At no point is he hard up for money, and the power imbalance between himself and the other characters is never foregrounded in a dramatic way.
Jeff Bridges is good in the lead but a bit too relaxed. Maybe this the effect of the script, but he is never faced with any obstacles that challenge him.
Rachel Ward is fine when asked to be aloof and mysterious. She is less convincing at showing the character’s deeper anxieties.
The film wants to puncture the archetype by creating a real backstory, but the script and casting are not nuanced enough to make it work.
James Woods adds real juice as Jake - he is the most noirish element of the film as a bad man in love with a woman who does not love him back.
He is bringing the only ambiguity in a movie where we are told that characters are limited by their wealth, but they are never tempted with choices which could elevate their economic anxieties.
Jessie is imprisoned by the money and power of her mother, but that never really turns into conflict. There are no consequences to her turning on her mother.
At the end of the movie, Jessie has proven herself to be on the side of the angels by saving Terry. But the lovers end the movie separated, with Mrs Wyler threatening retribution if they continue to see each other.
Right at the end, the movie tries to turn into a tragic romance as our couple stare silently at each other with tears in their eyes.
It does not work, and only draws attention to the film’s softened presentation of the familiar noir plot.
If the film wanted to make this romance count then the film should have revealed Jessie’s true character earlier in the piece so that the characters would have something to fight over.
Frankly the film feels like two movies clashing together, and neither is given enough room to breathe.
The thwarted love finale is a misfire, even with the titular Phil Collins song playing over it.
A strange, muted film, Against All Odds’s greatest sin is that it is bland.
It forgoes the fatalism of the original film, but replaces it with melodrama.
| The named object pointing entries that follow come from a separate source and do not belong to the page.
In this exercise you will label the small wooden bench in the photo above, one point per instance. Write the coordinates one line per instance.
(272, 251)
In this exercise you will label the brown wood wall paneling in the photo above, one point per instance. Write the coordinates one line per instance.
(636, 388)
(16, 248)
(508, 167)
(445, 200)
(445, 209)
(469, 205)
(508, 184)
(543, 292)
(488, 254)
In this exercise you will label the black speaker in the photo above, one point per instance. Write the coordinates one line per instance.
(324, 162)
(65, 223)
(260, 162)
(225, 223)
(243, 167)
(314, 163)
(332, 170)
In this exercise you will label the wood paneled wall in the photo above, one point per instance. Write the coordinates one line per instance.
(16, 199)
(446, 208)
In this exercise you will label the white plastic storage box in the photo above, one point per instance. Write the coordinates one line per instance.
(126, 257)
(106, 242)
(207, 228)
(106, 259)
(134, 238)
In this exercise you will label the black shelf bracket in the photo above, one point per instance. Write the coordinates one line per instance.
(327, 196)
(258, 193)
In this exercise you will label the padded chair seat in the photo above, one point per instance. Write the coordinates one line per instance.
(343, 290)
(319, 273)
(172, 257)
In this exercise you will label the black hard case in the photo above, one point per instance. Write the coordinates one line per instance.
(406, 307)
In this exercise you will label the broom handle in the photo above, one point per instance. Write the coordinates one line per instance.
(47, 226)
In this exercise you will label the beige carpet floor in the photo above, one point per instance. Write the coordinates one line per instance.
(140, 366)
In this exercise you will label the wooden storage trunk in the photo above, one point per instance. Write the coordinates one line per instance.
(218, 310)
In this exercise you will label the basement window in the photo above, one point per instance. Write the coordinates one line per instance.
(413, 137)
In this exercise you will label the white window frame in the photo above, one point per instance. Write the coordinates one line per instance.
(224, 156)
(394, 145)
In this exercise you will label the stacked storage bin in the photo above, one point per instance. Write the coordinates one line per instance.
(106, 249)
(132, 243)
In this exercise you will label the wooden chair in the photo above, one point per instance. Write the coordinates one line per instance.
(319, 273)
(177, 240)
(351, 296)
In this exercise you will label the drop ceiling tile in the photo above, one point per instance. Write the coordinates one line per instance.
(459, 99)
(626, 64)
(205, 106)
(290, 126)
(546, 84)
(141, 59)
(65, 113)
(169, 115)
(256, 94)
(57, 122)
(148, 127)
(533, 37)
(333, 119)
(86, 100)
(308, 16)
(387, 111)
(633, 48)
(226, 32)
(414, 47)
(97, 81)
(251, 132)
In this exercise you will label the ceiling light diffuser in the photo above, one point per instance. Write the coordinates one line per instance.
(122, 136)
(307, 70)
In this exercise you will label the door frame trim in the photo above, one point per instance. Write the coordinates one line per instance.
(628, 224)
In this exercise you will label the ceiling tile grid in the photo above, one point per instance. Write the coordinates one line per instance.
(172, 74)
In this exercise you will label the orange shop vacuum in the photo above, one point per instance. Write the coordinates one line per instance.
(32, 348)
If the actors had dynamite chemistry, and the script was just a little bit less complicated, it might have come off.
As is, the film just lies there.
The only interesting note, and the only aspect of the film which felt like an addition to the noir template is the score by Michel Colombier and Larry Carlton.
From the first spare, John Carpenteresque notes, it feels like a forerunner to the more jazzy, synthesised scores for later neo-noir and thrillers of the nineties.
It does not quite work, but it is more evocative than the rest of the movie.